In the horrific November 2015 Paris attacks, 130 people were killed. The world virtually stopped, as heads of state from across the globe condemned the killings, and as stories filled up the headlines of every leading publication.
Yet there has been virtually no international outrage over the 133 Iraqis slaughtered by ISIS in the past few days. Like the Paris attacks, these bombings were primarily directed not at Iraqi fighters, but rather at civilians from the Shia community. Yet there was little press coverage, and most people yawned and moved on.
Do French lives matter more?
According to the United Nations, 670 Iraqis, including 410 civilians, were killed in February. Another 1,050 civilians were injured. ISIS was responsible for most of the casualties, targeting places of worship, markets and even funerals, in what the U.N. calls "vicious" attacks.
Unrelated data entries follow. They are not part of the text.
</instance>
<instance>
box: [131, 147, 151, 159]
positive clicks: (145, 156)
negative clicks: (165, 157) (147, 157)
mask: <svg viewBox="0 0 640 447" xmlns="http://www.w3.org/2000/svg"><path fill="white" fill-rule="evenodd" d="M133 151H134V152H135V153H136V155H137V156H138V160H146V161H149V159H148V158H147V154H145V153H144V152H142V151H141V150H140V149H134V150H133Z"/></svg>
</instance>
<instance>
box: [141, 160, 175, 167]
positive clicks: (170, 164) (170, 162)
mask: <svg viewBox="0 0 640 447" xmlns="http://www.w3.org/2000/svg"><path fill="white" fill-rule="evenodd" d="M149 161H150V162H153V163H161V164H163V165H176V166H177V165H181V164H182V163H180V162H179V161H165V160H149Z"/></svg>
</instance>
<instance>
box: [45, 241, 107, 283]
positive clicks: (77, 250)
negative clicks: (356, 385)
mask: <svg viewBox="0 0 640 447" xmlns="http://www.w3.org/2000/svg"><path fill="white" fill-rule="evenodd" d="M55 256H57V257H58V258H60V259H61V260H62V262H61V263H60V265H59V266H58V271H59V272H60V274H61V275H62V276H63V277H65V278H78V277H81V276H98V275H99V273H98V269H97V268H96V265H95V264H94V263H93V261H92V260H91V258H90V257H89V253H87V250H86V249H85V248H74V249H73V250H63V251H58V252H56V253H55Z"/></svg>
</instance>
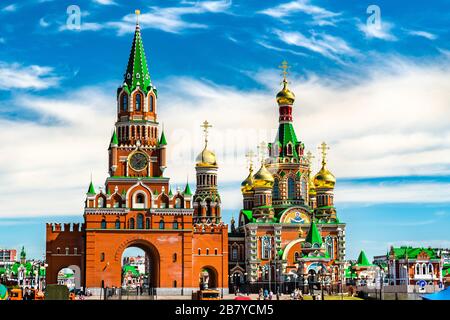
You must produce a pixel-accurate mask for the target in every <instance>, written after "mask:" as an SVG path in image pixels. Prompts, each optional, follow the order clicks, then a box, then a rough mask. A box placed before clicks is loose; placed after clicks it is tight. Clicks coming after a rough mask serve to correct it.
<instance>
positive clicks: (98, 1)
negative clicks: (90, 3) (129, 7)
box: [93, 0, 117, 6]
mask: <svg viewBox="0 0 450 320" xmlns="http://www.w3.org/2000/svg"><path fill="white" fill-rule="evenodd" d="M93 1H94V2H95V3H98V4H101V5H104V6H110V5H117V3H116V2H115V1H113V0H93Z"/></svg>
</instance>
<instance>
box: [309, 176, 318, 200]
mask: <svg viewBox="0 0 450 320" xmlns="http://www.w3.org/2000/svg"><path fill="white" fill-rule="evenodd" d="M308 189H309V191H308V193H309V195H311V196H315V195H316V194H317V192H316V186H315V185H314V180H313V179H309V182H308Z"/></svg>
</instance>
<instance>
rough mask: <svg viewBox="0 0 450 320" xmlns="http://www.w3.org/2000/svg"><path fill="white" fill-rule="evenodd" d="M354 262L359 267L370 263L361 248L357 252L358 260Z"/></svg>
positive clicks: (366, 264) (363, 250)
mask: <svg viewBox="0 0 450 320" xmlns="http://www.w3.org/2000/svg"><path fill="white" fill-rule="evenodd" d="M356 264H357V265H358V266H361V267H364V266H367V267H369V266H371V265H372V264H371V263H370V262H369V259H367V257H366V253H365V252H364V250H361V252H360V253H359V257H358V261H357V262H356Z"/></svg>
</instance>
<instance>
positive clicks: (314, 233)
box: [305, 222, 322, 246]
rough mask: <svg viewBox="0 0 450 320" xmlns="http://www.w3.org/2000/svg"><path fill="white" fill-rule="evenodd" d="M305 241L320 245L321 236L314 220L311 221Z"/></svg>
mask: <svg viewBox="0 0 450 320" xmlns="http://www.w3.org/2000/svg"><path fill="white" fill-rule="evenodd" d="M305 242H307V243H310V244H311V245H313V244H315V243H317V244H318V245H319V246H322V237H321V236H320V233H319V230H318V229H317V226H316V223H315V222H312V223H311V227H310V228H309V231H308V235H307V236H306V239H305Z"/></svg>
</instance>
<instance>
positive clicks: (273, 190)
mask: <svg viewBox="0 0 450 320" xmlns="http://www.w3.org/2000/svg"><path fill="white" fill-rule="evenodd" d="M272 197H273V198H274V199H280V187H279V181H278V179H277V178H275V181H274V182H273V196H272Z"/></svg>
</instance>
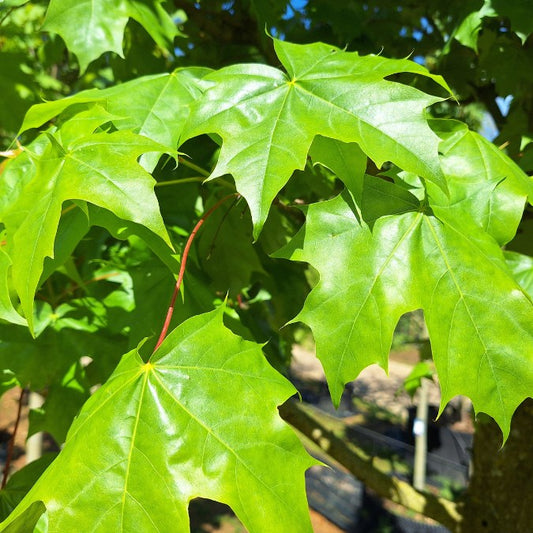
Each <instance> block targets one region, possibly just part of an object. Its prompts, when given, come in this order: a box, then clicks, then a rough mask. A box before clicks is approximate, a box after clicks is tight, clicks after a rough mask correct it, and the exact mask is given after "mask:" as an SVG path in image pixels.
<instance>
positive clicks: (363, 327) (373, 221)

In January, another 849 Iraqis were killed, and 1,450 were injured. "This conflict continues to exact a heavy toll on the population," remarked Ján Kubiš, head of the U.N. Assistance Mission for Iraq.
The responses — or lack thereof — from Western media outlets, governments, and citizens makes their answer obvious.
Some might argue the reason there is less media attention on attacks in Iraq is because extreme violence like this is more regular in the country. Yet the irony in this argument is that the reason such violence has become quotidian in Iraq is because the U.S. destroyed its government and plunged it into chaos.
Al-Qaeda was not in Iraq before the U.S. invaded. And ISIS did not even exist. It was the U.S. military occupation and so-called de-Baathification strategy that dissolved the government, and the U.S.-backed sectarian government that incited a sectarian war, destabilizing the region — and leading to the deaths of at least 1 million Iraqis, according to a report by the Nobel Prize-winning medical organization International Physicians for the Prevention of Nuclear War.
Former British Prime Minister Tony Blair, who backed the war, has conceded that this is true.
A January United Nations report found that at least 18,802 civilians were killed and 36,245 wounded in Iraq in the 22 months between Jan. 1, 2014 and Oct. 31, 2015. Another 3.2 million Iraqis were displaced.
Since the 2003 U.S.-led invasion — which the U.N. explicitly said was illegal — and subsequent occupation, Iraq has suffered extreme violence. Paris attacks have become regular occurrences. And yet, although they are equally tragic and horrific, they garner exponentially less attention.